Pemkab Bogor Mulai Bahas Batas Wilayah dan Calon Ibukota Botim
Sekretaris Jendral Presidium Bogor Timur Alex Slamet Riadi saat mendatangi kantor Sekretariat Daerah (Sekda) Kabupaten Bogor di Cibinong

Pemkab Bogor Mulai Bahas Batas Wilayah dan Calon Ibukota Botim

Cibinong (RJ) – Pemerintah Kabupaten (Pemkab) sudah menganggarkan dana kajian batas-batas wilayah dan penentuan kawasan ibu kota daerah otonom baru (DOB) Kabupaten Bogor Timur (Botim).

“Anggarannya sudah ditentukan. Setelah itu baru dilakukan proses pembahasan paripurna surat keputusan bersama,” kata Sekretaris Jendral Presidium Bogor Timur Alex Slamet Riadi saat mendatangi kantor Sekretariaat Daerah (Sekda) Kabupaten Bogor di Cibinong, Rabu (17/1/2018).

Dengan adanya perkembangan itu, Alex meminta DPRD dan Pemkab Bogor agar lebih maksimal mempersiapkan pemekaran DOB Botim, termasuk persiapan pembahasan pemekaran tersebut pada tahap selanjutnya.

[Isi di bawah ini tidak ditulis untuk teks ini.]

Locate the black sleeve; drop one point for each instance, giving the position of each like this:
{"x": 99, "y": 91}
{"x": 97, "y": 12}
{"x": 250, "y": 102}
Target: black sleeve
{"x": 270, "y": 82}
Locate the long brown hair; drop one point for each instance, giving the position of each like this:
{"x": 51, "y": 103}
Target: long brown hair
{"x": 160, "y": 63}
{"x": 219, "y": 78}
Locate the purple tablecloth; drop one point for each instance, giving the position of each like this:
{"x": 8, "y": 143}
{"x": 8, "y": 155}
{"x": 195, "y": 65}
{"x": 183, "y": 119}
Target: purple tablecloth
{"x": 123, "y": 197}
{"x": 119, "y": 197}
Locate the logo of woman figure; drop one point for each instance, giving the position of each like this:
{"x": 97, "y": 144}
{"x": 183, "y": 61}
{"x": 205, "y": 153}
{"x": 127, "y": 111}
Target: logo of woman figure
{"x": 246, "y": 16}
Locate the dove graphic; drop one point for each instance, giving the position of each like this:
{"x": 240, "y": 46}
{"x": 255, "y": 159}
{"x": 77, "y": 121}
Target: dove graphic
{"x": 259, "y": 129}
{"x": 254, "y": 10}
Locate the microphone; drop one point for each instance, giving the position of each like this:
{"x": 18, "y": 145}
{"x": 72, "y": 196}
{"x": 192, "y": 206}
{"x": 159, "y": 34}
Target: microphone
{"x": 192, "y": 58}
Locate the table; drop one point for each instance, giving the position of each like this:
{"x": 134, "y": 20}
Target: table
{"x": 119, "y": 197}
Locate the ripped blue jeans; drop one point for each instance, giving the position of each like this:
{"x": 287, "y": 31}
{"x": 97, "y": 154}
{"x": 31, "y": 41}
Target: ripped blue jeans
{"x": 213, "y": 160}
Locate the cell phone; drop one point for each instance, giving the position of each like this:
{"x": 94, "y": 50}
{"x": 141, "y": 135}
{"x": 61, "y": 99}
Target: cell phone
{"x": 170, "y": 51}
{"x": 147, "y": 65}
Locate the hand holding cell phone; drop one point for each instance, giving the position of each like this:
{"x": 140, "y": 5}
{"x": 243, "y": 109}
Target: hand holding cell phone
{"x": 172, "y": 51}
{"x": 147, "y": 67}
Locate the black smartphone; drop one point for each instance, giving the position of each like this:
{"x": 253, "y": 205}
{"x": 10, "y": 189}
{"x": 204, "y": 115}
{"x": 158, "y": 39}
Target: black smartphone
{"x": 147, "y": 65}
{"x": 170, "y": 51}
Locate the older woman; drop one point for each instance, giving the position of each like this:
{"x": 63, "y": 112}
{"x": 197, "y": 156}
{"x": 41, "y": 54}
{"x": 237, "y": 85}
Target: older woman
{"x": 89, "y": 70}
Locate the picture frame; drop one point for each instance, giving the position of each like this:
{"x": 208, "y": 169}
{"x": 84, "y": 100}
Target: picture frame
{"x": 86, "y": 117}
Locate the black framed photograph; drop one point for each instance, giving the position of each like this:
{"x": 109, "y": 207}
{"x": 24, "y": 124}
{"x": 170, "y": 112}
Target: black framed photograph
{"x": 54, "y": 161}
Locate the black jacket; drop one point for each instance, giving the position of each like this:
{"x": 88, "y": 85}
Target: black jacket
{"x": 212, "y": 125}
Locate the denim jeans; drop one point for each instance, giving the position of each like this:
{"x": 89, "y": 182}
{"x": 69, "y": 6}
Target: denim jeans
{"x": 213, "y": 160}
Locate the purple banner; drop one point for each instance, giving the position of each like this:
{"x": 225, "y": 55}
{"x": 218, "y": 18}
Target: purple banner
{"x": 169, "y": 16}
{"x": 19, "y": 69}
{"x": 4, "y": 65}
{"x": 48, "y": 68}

Sehingga surat persetujuan bersama antara bupati dan Dewan Perwakilan Rakyat Daerah setempat diharapkan segera sampai ke Pemerintah Provinsi Jawa Barat. Alex menganggap pembahasan di tingkat provinsi bisa lebih cepat apabila menggunakan Peraturan Pemerintah 78/2007 terkait pemekaran DOB.

Meski pemerintah pusat belum mencabut moratorium pembentukan DOB sejak beberapa tahun lalu, Alex mengatakan persiapan pemekaran wilayah Bogor Timur tetap berjalan.

“Kami berharap kebijakan politik terkait moratorium itu segera dicabut pada 2019. Kalau proses persiapan berjalan saja yang penting sesuai ketentuan perundang-undangan,” katanya.

Dalam pertemuan tersebut, Alex mengaku tidak mendapatkan keterangan jumlah anggaran untuk kajian batas-batas wilayah. Namun, ia memperkirakan nilainya hampir sama seperti anggaran kajian akademis tentang potensi wilayah yang dilakukan sebelumnya, mencapai Rp350 juta.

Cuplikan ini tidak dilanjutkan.